Dalam laga yang digelar di Istora Gelora Bung Karno, Senayan, Jakarta, Jumat (27/1/2023), Apriyani/Fadia kalah dengan skor 21-16, 17-21, 18-21.
"Pada poin-poin kritis kami bermain kurang tenang dan lawan percaya diri seusai menyusul dengan skor 17-16. Saya merasa hari ini merupakan harinya mereka," ungkap Apriyani di laman resmi PBSI.
"Pertandingan ini berjalan ketat, sayang di poin terakhir kami kurang tenang sehingga banyak melakukan kesalahan sendiri. Setelah hal itu, lawan jadi percaya diri hingga poin terakhir," timpal Fadia.
Runner up Indonesia Masters 2022 itu mengaku akan melakukan evaluasi ke depannya mengingat Apriyani/Fadia punya target untuk bisa menembus Olimpiade Paris 2024.
"Jujur ada rasa kecewa dengan kekalahan ini, tapi kami bersyukur karena kami jadi tahu letak kekurangan kami selama ini. Kekalahan ini menjadi motivasi kami untuk saya dan Fadia buat berikutnya,” kata Apriyani.
"Setelah Indonesia Masters 2023, kami akan mempersiapkan diri lagi menuju race to Olimpiade Paris 2024. Setelah ini kami ingin berlatih lagi untuk mempersiapkan tampil di BAC 2023," lanjutnya.

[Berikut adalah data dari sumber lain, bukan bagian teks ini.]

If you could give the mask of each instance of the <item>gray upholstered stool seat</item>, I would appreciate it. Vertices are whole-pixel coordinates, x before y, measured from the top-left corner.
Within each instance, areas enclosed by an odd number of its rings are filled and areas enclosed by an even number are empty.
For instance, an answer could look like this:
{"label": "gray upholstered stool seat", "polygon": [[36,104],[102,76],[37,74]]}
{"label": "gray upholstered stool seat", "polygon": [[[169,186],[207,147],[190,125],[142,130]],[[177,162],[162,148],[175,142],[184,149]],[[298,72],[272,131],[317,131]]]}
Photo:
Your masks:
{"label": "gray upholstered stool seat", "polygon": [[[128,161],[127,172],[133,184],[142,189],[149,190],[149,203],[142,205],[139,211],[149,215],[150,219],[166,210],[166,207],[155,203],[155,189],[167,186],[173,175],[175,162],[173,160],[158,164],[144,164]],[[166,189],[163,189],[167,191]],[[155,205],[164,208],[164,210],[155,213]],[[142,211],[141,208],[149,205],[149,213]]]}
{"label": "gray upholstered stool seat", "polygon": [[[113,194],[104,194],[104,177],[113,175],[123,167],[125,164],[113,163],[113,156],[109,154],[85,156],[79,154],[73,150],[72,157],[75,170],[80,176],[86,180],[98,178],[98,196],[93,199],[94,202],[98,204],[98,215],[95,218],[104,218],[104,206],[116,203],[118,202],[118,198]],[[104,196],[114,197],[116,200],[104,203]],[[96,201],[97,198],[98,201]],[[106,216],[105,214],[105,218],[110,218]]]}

Sementra itu, Jongkolphan Kititharakul/Rawinda Prajongjai akan berhadapan dengan ganda putri China, Liu Sheng Shu/Zhang Shu Xian, di semifinal.
Juara Malaysia International Series 2022 itu melangkah ke babak semifinal seusai mengalahkan ganda putri China lainnya Tan Ning/Xia Yu Ting lewat pertarungan rubber game 21-15, 14-21, 21-8.